Raimunda também percebe na própria comunidade o aumento do número de pessoas interessadas em participar das eleições.
“A gente hoje está sendo visto. Hoje temos as estradas, transporte e outras coisas que acabam incentivando que os quilombolas façam questão de votar. Aqui temos jovens que vão votar pela primeira vez contando os dias para as eleições”, acrescenta.
Nordeste concentra eleitorado; Sudeste lidera avanço proporcional
Em números absolutos, o Nordeste concentra o maior contingente de eleitores quilombolas do país: 95.901. A região também registrou o maior crescimento absoluto, com 44.268 novos eleitores em relação a 2024, quando eram 51.633.
Na variação percentual, porém, o Sudeste ocupa a liderança, com aumento de 156%. A região passou de 17.638 eleitores quilombolas em 2024 para 45.305 em 2026.
O Nordeste aparece em segundo lugar, com crescimento de 85%, seguido pelo Norte, que registrou alta de 83%. Na região, o número passou de 17.895 eleitores quilombolas aptos a votar em 2024 para 32.853 em 2026.
Em 2022, o Censo do Instituto Brasileiro de Geografia e Estatística (IBGE) apontou que 70% da população quilombola do país estava concentrada no Nordeste. Bahia e Maranhão se destacavam, reunindo, juntos, metade da população quilombola brasileira.
Avanço representa mais visibilidade
Para o cientista político Bhreno Vieira, doutorando em Ciência Política pela Universidade Federal de Pernambuco (UFPE), o crescimento do número de eleitores quilombolas não significa, necessariamente, que essa população tenha aumentado no eleitorado. Na avaliação dele, os dados refletem principalmente a melhoria na qualidade das informações registradas pelos Tribunais Regionais Eleitorais (TREs) e repassadas ao Tribunal Superior Eleitoral (TSE).
A autodeclaração quilombola passou a integrar o cadastro eleitoral após uma resolução de 2022 e ainda está em processo de implementação. Por isso, Vieira recomenda cautela ao relacionar diretamente a alta registrada entre 2024 e 2026 ao crescimento desse eleitorado.

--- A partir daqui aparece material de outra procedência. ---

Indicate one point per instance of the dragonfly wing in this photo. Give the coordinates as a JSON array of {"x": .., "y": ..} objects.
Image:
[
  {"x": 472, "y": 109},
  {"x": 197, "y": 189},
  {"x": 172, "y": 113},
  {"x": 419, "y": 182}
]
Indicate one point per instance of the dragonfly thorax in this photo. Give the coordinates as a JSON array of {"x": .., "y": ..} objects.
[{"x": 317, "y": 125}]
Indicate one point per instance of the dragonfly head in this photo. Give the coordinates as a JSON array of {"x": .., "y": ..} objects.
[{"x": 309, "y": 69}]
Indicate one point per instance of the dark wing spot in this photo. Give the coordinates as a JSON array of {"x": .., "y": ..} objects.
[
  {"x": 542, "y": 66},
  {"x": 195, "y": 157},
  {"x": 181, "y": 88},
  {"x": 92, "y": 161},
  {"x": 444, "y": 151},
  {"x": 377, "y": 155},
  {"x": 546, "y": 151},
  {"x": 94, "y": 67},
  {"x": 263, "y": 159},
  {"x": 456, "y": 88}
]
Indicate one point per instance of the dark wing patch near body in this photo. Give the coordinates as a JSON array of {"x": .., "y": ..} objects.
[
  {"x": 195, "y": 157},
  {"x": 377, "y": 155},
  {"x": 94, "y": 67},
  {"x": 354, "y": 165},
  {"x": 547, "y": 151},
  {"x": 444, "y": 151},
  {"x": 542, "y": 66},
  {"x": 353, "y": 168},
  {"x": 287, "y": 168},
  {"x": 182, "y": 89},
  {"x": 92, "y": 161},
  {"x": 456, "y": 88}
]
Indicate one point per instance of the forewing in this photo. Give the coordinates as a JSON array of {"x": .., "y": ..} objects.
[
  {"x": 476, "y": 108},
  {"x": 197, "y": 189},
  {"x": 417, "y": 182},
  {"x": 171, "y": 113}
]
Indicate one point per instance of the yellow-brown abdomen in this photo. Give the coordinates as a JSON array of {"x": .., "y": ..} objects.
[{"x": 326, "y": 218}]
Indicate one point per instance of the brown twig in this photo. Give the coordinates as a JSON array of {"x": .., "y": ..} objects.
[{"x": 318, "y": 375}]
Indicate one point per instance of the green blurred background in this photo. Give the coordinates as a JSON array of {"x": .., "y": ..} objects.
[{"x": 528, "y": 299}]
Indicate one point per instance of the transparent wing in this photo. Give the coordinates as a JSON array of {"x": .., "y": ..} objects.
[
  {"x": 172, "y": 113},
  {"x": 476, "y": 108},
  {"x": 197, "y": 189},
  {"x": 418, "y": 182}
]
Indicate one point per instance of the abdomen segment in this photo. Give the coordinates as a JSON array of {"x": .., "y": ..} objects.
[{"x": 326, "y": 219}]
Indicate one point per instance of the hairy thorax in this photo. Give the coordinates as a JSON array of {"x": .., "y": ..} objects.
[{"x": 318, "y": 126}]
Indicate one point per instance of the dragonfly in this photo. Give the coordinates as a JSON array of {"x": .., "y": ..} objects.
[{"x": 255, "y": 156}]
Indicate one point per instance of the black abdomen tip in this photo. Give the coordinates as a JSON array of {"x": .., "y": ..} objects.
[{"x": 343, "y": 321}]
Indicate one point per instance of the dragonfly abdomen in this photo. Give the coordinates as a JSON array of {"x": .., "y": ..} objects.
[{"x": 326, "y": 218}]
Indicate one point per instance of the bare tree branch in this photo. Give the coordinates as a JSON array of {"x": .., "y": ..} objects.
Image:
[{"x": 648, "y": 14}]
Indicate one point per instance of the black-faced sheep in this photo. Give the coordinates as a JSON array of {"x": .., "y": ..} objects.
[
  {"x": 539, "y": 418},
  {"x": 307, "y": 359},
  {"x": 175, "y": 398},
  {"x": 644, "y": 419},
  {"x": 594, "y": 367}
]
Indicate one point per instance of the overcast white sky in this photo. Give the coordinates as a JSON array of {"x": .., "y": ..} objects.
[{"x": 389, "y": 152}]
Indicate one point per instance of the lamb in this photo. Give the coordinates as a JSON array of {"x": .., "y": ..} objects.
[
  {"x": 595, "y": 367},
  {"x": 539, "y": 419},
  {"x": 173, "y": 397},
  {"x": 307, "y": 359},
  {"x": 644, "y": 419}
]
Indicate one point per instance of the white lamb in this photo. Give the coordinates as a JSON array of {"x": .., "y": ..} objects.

“Se a gente comparar com o Censo Demográfico de 2022, a gente vai ver que todos os estados têm uma sub-representação de eleitores que se autodeclaram como quilombola. A taxa de não informação é, na média, de 80% do eleitorado”, explica Vieira.
Outro fator que dificulta a comparação é que parte da população quilombola não vive dentro dos territórios reconhecidos como quilombolas. Para Vieira, o principal efeito revelado pelos números, portanto, é o aumento da visibilidade dessas comunidades. “Não é um resultado de tamanho, é um resultado muito mais de visibilidade”, pontua.
O cientista político considera que o cadastro representa um avanço no reconhecimento formal dessa população pelo Estado. “O que o TSE está fazendo é dar uma visibilidade ainda maior para esse grupo”, destaca. Ele acrescenta que esse fator pode levar os agentes políticos a voltar mais atenção às demandas específicas das comunidades. “É chamar atenção para que as elites políticas observem que esse grupo está crescendo, é um eleitorado importante, significativo e que exige políticas públicas próprias”, conclui.